Il Consiglio d'Europa approva una risoluzione sul "diritto all'aborto". Mons. Giordano:
dimenticati i diritti dei più deboli
L’Assemblea parlamentare del Consiglio d’Europa ha votato ieri a Strasburgo una risoluzione,
presentata da una deputata socialista, in cui si parla per la prima volta di “diritto
delle donne ad abortire”. Ce ne parla Sergio Centofanti:
Il testo,
approvato con 102 sì e 69 no, raccomanda la depenalizzazione dell’interruzione volontaria
di gravidanza a quanti tra i 47 Stati aderenti non abbiano già provveduto invitando
a “rispettare la libera scelta delle donne” e a “superare le restrizioni, di fatto
o di diritto, all’accesso a un aborto senza rischi”. Durante il dibattito molti interventi
hanno segnalato “limiti” e “contraddizioni” della risoluzione, contestando soprattutto
l’esistenza di un “diritto all’aborto” e il fatto che nel testo non si parli mai del
“diritto alla vita” del nascituro, dei traumi e delle sofferenze affrontate dalle
donne che abortiscono e del diritto del padre di esprimere un parere sulla decisione
assunta dalla madre di abortire. Sulla risoluzione ascoltiamo il commento di mons.
Aldo Giordano, segretario generale del Consiglio delle Conferenze Episcopali
d’Europa:
R. – Purtroppo, ancora una volta è stato
dimenticato il diritto del bambino, quindi il diritto della vita nascente, quindi
il diritto di colui che in questo momento è il più debole. E questo esprime un po’

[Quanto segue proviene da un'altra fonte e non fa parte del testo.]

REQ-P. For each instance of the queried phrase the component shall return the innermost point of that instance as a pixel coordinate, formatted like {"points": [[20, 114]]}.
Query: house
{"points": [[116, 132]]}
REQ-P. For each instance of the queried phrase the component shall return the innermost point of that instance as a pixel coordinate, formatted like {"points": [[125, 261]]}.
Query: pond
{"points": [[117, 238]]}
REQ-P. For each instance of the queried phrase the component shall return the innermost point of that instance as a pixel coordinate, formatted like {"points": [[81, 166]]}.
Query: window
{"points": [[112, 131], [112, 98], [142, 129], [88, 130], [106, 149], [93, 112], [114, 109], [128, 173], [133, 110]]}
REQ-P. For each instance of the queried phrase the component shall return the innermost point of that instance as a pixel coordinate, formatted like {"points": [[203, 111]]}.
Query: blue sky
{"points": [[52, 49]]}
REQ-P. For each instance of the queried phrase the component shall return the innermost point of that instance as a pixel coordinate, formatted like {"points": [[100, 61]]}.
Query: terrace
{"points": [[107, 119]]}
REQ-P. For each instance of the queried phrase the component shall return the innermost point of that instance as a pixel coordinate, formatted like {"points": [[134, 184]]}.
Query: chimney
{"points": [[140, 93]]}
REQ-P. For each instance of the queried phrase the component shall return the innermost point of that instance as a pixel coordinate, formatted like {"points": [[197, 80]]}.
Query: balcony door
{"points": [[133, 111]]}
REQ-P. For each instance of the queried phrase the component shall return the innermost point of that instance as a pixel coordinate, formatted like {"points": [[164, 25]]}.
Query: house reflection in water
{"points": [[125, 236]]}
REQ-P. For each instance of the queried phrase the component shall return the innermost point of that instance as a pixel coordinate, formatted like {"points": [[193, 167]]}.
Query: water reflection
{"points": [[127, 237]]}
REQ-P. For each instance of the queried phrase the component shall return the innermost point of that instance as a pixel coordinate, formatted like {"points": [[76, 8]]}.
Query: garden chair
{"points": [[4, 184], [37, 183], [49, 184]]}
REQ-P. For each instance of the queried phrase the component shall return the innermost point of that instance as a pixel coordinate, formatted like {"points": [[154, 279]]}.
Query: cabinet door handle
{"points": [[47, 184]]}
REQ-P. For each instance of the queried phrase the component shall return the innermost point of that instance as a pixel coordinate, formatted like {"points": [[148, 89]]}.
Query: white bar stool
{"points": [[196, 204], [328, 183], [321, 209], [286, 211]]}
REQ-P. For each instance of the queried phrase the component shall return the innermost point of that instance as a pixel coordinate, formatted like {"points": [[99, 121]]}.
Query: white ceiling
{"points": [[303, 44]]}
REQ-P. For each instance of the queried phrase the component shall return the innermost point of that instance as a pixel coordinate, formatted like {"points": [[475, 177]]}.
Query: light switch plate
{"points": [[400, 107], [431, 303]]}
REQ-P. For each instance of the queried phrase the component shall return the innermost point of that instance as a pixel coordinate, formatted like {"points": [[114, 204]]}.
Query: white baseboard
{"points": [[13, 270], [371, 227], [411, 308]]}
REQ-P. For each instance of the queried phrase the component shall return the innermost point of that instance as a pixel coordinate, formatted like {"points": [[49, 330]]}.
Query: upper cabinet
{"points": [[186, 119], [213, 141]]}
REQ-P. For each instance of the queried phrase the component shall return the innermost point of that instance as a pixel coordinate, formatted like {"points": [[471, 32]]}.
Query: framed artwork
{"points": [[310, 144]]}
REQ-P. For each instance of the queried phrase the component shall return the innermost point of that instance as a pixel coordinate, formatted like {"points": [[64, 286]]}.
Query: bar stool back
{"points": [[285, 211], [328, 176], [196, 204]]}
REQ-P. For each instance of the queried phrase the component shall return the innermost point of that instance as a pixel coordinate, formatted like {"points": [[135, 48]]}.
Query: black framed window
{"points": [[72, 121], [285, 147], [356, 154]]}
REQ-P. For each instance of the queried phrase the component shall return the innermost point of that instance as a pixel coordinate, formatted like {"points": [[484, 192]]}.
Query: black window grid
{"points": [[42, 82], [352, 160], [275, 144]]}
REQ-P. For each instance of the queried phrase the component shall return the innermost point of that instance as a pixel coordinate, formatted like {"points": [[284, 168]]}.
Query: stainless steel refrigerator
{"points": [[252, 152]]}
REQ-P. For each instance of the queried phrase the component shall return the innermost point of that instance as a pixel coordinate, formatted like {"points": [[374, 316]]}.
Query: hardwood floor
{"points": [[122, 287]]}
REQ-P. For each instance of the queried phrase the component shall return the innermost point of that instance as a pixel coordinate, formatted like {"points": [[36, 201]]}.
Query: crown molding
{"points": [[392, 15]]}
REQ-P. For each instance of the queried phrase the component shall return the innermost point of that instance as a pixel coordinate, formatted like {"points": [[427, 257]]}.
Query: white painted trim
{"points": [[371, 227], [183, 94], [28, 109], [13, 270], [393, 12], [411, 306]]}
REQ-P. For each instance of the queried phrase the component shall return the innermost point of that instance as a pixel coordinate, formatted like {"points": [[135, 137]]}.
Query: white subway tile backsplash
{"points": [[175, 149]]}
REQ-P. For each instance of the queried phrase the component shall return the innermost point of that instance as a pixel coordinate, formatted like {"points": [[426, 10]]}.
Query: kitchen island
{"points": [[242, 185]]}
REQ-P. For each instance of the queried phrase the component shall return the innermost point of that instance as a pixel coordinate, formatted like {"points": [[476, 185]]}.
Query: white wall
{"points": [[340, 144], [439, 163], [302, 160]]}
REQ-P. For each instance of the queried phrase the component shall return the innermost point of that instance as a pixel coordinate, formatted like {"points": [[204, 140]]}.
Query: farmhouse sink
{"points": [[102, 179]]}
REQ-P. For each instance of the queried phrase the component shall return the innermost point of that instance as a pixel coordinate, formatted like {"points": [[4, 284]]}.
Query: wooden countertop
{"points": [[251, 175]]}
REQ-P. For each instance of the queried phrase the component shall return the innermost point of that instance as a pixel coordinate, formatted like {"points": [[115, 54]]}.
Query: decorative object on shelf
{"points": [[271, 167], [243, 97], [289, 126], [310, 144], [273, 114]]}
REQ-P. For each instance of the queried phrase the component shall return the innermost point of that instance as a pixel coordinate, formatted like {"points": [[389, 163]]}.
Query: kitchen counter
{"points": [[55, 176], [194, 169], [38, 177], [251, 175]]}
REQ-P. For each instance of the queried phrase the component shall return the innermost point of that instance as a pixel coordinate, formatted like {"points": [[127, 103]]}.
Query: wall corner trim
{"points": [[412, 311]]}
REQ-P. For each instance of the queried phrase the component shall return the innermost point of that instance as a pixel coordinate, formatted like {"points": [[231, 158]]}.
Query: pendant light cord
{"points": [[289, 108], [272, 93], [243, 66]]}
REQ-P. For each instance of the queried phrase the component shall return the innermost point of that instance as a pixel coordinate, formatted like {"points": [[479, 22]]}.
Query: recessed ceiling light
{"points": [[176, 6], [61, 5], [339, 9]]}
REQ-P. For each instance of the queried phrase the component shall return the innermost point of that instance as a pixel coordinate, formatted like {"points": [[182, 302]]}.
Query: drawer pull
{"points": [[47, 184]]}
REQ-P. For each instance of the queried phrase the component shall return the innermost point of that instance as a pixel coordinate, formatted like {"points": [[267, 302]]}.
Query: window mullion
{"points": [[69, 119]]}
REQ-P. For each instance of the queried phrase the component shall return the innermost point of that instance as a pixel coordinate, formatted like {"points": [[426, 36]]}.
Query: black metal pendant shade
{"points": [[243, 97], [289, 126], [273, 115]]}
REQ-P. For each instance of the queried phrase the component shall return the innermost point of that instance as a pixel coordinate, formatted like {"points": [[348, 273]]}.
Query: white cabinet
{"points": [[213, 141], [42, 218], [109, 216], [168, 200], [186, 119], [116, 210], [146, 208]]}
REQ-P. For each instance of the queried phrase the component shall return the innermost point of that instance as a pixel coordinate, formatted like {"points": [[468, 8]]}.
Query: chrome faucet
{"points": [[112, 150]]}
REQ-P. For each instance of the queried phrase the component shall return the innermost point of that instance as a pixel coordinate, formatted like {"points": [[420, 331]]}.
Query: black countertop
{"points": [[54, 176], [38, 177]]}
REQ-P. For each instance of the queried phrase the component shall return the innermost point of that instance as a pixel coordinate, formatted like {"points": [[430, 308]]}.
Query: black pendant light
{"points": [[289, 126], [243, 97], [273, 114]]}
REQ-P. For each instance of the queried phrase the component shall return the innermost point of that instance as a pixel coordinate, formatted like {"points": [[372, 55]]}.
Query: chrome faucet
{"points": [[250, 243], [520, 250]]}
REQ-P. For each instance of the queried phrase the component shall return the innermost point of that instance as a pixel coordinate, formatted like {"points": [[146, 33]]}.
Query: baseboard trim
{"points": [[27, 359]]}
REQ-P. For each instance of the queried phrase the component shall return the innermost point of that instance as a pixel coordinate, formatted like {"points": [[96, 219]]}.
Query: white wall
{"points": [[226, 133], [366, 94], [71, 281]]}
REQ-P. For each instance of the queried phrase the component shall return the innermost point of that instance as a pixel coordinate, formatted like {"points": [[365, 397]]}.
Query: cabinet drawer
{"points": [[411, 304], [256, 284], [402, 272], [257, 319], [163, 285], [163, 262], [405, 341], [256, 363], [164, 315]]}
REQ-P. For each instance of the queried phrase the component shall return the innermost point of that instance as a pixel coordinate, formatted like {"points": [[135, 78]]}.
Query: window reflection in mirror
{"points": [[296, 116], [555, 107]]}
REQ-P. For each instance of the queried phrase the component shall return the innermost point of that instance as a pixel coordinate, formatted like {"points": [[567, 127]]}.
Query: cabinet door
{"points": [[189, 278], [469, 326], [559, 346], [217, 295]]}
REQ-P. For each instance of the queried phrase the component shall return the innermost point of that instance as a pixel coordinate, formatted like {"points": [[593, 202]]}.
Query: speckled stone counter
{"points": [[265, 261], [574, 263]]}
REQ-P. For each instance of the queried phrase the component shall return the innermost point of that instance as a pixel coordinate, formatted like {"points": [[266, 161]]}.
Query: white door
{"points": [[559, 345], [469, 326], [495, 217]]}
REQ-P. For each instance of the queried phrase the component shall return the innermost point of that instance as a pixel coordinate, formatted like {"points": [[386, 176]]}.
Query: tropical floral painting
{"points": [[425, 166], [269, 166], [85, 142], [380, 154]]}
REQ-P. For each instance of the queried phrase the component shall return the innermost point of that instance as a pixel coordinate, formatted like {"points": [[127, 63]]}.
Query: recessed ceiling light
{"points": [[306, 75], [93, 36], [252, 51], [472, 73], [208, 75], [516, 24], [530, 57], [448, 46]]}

una mentalità che purtroppo esiste in Europa e implica quindi ancora un grosso lavoro
che dobbiamo fare per mettere al centro la vita del bambino.
D.
– Il documento afferma che l’aborto non può essere strumento di politiche di pianificazione
familiare e che resta una decisione da evitare, per quanto possibile. Occorrerà utilizzare
– si dice – ogni mezzo per ridurre il numero sia delle gravidanze sia degli aborti
non desiderati ...
R. – Il primo aspetto lo riteniamo
positivo nel documento: il fatto che si veda l’aborto nella sua negatività. Invece,
ciò che nel documento noi non possiamo accettare è il fatto che venga accettato il
principio dell’aborto e quindi il fatto che non ci sia una sensibilità seria sulla
dignità radicale della persona umana.
D. – Il documento,
inoltre, invita gli Stati a garantire il libero accesso alla contraccezione e per
le giovani generazioni un’educazione sessuale completa ...
R.
– Noi non pensiamo che il problema sia una “certa” contraccezione, che possa risolvere
la questione dell’aborto; piuttosto, noi siamo per una educazione molto seria che
insegni cos’è il rapporto tra le persone, cos’è la sessualità, cos’è l’amore; un’educazione
che insegni a non giocare con i sentimenti e a valorizzare veramente la corporeità
umana, la sessualità umana, il rapporto e la serietà di questi rapporti. Se dietro
la parola “educazione” ci sono questi elementi, certamente noi siamo più che decisi
per l’educazione. Riguardo al controllo delle nascite, sappiamo come il controllo
"normale" della nascita è quello naturale, quello che la natura ci offre, quello
che è inscritto nel progetto creatore di Dio; ed è un’illusione che certi mezzi contraccettivi
possano frenare l’aborto. L’esperienza storica è già diversa e i contraccettivi visti
banalmente non tengono alta la sensibilità e vanno anche a detrimento – io credo –
della sessualità: cioè, la banalizzazione del rapporto sessuale è anche un impoverimento
di questa dimensione del vivere umano!